To determine one-step growth kinetics, DBT cells were grown in 96-well plates and replicate cultures infected with either WT or mutant viruses at a MOI of 3. Samples were frozen at 0, 4, 8, 12, 16 and 24 h post infection. Triplicates samples were obtained at all time points and virus titers were determined by plaque assay.
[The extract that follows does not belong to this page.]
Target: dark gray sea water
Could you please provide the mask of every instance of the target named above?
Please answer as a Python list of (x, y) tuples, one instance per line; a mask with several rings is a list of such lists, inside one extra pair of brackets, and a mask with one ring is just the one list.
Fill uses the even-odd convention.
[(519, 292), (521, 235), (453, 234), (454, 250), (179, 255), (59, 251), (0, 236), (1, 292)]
Detection of negative-strand genomic and subgenomic RNAs for non-viable mutants

For the nonviable mutants CD, G, and H. RNA from electroporated cells was extracted at 4 and 8 h post-electroporation using the RNeasy Mini kits (Qiagen). Any residual DNA was removed from 10 µg of total RNA using DNase Treatment and Removal Reagents (AM1906, Applied Biosystems) according to the manufacturer's instructions. Negative-sense genomic and subgenomic RNAs in the cellular RNA was assayed by nested RT-PCR as previously described (Johnson et al., 2005, Liu et al., 2007, Yount et al., 2002). To detect negative-strand RNA complementary to the genome, oligo A59 (+) 14639–14658 (Table 1) was used as the RT primer for cDNA synthesis. Primers A59 (+)14639–14658 and A59 (−)16596–16577 were used in the first PCR reaction and primers A59 (+)16038–16059 and A59 (−)16596–16577 were used in the nested PCR reaction (Table 1). A no RT control was always run for each sample to be certain that any signal detected did not arise from residual plasmid DNA. To detect negative-strand RNA complementary to subgenomic mRNA 6, primer A59(+)1–20 was used as the RT primer, primers A59(+)7–23 and A59(−)29593–29613 were used in the first PCR reaction, and primers A59(+)26–47 and A59(−)29327–29345 were used in a nested PCR reaction. To detect negative-strand RNA complementary to subgenomic mRNA 3, primer A59(+)1–20 was used as the RT primer, primers A59(+)7–23 and A59(−)(24672–24654) were used in the first PCR reaction and primers A59(+)26–47 and A59(−)(24284–24265) were used in a nested PCR reaction. Amplified PCR products were resolved by agarose gel electrophoresis and visualized by ethidium bromide staining.